Volume or International Price: Which One Matters More?

Bekele, Yetsedaw Emagne


Ethiopia like many developing countries follow an export-led growth that has been focus of economic policy since 1992. The country works on the role of export to bring the country’s export competitiveness and to achieve higher level of growth. Despite the change in policy, Ethiopia’s exports were less competitive over time due to overvalued currency (Ethiopian Birr), inappropriate pricing policy, lack of economic infrastructure, high bank interest rate and heavy taxation policy (Geda, A. 1996). Moreover, the export structure of Ethiopia still depends on agricultural or primary products, these makes the sector to be vulnerable to external shock. There is a wide view that higher volume of exports on primary merchandises and natural resources can have an adverse effect on a country’s growth prospects (Berrettoni, 2006).

Export is expected to promote economic growth through increased earnings of foreign currencies (thus relaxing balance of payments constraints), economies of scale, and access to new technologies and knowledge (Helpman and Krugman 1985). Though the export sector of Ethiopia is expected to compensate the bill for import, the deficit is still massive.
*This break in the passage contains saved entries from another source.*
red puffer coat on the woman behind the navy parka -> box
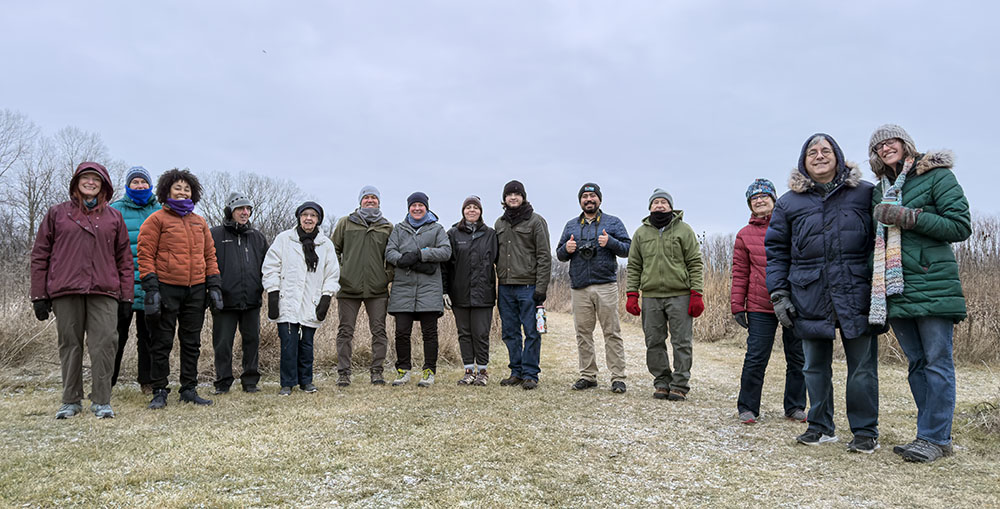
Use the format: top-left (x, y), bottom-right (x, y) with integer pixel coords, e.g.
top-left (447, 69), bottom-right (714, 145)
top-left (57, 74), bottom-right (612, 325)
top-left (729, 216), bottom-right (774, 314)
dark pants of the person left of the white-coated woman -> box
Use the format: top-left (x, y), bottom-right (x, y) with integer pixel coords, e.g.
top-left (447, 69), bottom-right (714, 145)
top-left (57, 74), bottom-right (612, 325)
top-left (212, 308), bottom-right (260, 390)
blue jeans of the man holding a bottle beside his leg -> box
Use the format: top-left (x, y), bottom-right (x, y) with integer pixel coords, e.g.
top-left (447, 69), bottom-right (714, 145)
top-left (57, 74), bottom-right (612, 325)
top-left (497, 285), bottom-right (542, 381)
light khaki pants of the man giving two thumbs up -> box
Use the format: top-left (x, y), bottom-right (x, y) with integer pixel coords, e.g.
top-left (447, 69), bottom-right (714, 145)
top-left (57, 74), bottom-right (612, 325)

The theoretical association between economic growth and trade, traced back to the classical economic theory that started by Adam Smith (1776), who argued that international trade plays an important role in economic growth and there are economic gains from specialization and subsequently David Ricardo (1817) who emphasized that trade improves efficiency of resource utilization and a positive-sum game which leads to more productive, such that every nation achieves a higher level of national wealth that it could not achieve without trade.

In 1950s and 1960s numerous developing countries pursued import-substitution strategy for growth and development but with the remarkable achievement of the East Asian countries like Taiwan, Hong Kong, South Korea and Singapore over the past decades, many emerging countries made a decisive shift away from import-substitution to export-led growth strategy (Todaro, 1997).